Optical microscopy of unfixed Profftella cells
After dissection of ten D. citri individuals, bacteriomes were gently crushed with forceps and repeated pipetting in PBS, and Profftella cells released from the syncytium of the bacteriome were placed on glass slides, covered with coverslips, and observed using DIC microscopy (BX-53; Olympus, Tokyo, Japan).
TEM observation of the tubes without fixation
Profftella cells, extracted from the bacteriomes of ten D. citri individuals, were treated with detergent and observed by conventional TEM. First, bacteriomes removed from insect bodies were subjected to cell disruption by vigorous agitation in a detergent medium (0.5% Triton X-100, 5 mM MgSO4, and 100 mM HEPES-KOH pH 7.0) for 10 min at room temperature. Subsequently, some of the disrupted cells were placed directly onto TEM grids without fixation or any other additional processing to observe the tubes. The entire process, from dissection to TEM imaging, was completed within approximately 30 min to minimize structural artifacts and preserve the native morphology of the tubes. To capture the external morphology from multiple angles, tilt series images were recorded from -60° to +60° using a JEM-2100F (JEOL, Tokyo, Japan) at an accelerating voltage of 200 kV, with the results provided as Movie S1.
TEM observation of Profftella
Equal volumes of glutaraldehyde fixative (6% glutaraldehyde, 40 μM MgSO4, 4 mM sucrose, and 100 mM cacodylate buffer pH 7.0) were added to the bacteriomes dissected from ten D. citri and chemically fixed on ice for 4 h.
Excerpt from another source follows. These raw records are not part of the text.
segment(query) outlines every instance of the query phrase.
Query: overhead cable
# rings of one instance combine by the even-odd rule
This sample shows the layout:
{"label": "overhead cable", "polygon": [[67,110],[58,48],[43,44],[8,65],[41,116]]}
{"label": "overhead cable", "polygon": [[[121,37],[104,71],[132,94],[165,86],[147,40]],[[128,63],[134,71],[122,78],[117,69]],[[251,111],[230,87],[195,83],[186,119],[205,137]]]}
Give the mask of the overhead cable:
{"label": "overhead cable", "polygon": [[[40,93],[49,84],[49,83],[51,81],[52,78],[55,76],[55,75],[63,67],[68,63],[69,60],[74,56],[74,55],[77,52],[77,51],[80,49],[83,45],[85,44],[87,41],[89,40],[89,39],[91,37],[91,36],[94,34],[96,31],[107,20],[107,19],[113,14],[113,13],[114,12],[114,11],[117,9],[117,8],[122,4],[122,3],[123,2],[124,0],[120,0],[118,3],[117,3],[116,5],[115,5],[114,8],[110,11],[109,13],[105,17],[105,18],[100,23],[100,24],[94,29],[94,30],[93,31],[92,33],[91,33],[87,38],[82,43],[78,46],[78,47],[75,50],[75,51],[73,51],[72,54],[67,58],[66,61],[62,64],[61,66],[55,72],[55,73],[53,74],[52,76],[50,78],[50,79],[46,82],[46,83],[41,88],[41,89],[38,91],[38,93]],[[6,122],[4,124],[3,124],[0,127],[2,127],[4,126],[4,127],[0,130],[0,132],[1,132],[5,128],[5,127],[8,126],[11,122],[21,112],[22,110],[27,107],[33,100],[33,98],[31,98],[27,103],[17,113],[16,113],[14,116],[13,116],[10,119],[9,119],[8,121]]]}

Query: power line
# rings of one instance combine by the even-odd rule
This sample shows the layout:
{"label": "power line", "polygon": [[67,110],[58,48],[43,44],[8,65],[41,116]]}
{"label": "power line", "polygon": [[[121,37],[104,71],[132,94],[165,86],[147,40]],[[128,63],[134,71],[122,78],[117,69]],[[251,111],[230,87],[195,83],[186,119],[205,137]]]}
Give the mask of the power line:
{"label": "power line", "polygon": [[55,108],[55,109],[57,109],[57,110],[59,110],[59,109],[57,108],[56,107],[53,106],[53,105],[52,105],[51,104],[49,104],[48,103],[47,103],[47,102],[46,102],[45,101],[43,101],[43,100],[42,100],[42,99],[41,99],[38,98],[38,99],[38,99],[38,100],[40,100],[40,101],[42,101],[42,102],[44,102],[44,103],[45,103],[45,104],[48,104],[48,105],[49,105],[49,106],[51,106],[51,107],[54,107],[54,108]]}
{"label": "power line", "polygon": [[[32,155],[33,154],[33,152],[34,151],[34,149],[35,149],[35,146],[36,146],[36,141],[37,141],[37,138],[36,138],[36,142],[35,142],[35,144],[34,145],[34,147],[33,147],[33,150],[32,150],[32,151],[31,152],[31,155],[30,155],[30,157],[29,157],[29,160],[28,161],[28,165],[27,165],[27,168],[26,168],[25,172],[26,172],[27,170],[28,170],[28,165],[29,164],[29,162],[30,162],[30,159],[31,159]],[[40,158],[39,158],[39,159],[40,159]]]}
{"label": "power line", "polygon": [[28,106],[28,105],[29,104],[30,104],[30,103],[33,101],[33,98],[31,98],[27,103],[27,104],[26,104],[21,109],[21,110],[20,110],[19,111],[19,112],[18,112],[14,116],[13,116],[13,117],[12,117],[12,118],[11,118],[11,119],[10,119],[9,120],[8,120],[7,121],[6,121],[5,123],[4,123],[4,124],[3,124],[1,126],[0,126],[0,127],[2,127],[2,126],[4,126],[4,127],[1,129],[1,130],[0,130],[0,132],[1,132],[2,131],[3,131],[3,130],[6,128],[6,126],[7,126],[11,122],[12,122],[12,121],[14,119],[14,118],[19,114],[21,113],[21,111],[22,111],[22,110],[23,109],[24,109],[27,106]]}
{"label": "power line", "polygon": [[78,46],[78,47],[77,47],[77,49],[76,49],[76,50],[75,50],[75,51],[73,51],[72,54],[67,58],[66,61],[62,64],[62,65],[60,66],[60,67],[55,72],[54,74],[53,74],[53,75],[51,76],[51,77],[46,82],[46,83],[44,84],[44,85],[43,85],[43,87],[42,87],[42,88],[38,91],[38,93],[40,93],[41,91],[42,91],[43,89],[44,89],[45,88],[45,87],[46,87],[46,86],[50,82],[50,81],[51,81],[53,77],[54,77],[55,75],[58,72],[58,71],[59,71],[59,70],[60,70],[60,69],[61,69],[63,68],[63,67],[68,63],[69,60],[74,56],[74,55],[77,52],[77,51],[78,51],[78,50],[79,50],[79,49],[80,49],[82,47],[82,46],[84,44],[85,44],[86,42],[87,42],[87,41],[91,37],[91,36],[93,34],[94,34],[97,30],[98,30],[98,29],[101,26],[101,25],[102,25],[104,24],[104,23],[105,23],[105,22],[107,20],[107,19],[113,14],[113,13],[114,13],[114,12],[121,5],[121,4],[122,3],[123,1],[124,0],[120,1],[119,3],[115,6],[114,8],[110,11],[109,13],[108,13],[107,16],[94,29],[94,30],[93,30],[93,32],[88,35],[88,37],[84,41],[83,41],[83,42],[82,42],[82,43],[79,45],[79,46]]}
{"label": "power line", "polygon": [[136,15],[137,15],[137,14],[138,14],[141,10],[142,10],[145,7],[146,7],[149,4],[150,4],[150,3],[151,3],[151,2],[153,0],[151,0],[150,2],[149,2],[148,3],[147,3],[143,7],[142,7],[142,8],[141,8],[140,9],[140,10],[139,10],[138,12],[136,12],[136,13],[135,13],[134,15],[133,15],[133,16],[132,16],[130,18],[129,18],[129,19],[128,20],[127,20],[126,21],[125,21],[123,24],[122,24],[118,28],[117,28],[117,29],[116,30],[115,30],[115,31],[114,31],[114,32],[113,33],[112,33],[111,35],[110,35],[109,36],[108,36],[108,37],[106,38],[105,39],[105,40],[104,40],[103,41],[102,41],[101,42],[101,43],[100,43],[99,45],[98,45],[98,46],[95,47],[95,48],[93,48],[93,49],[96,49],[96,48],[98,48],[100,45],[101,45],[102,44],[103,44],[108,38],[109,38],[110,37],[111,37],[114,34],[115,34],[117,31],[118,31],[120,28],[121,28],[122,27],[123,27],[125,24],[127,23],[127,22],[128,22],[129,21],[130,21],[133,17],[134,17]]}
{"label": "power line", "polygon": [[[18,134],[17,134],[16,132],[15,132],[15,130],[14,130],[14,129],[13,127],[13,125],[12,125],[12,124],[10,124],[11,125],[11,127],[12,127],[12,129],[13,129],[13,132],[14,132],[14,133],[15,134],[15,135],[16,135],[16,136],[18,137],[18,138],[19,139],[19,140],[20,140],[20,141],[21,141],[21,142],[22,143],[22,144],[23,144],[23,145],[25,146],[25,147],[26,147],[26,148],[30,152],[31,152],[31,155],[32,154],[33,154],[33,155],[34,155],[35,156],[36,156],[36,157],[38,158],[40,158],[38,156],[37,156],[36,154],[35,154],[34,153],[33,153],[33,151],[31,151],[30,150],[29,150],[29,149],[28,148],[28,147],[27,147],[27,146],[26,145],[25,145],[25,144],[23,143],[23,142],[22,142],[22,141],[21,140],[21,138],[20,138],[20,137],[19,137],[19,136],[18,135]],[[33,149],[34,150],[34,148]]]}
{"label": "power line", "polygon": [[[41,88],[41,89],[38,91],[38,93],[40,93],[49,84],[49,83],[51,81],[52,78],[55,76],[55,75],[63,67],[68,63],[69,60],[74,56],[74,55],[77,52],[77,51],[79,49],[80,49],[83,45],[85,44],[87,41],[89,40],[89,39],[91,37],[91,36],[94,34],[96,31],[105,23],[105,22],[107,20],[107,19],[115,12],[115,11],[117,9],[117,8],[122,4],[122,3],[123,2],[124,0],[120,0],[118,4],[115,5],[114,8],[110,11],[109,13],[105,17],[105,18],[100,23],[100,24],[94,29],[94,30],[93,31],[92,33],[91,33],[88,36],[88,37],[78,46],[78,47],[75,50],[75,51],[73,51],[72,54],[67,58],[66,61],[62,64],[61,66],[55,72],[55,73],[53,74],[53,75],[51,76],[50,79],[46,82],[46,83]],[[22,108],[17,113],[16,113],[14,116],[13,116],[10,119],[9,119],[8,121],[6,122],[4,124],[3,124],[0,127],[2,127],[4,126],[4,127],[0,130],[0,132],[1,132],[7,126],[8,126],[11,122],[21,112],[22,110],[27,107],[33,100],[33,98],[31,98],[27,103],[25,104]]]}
The samples were then postfixed in OsO4 fixation solution (1% OsO4, 20 µM MgSO4, 2 mM sucrose, and 50 mM cacodylate buffer pH 7.0) for 1 h at room temperature. The samples were then dehydrated in an ethanol series, embedded in Spurr’s resin, and 100 nm sections were observed on a Hitachi H-7100 transmission electron microscope operating at 75 kV.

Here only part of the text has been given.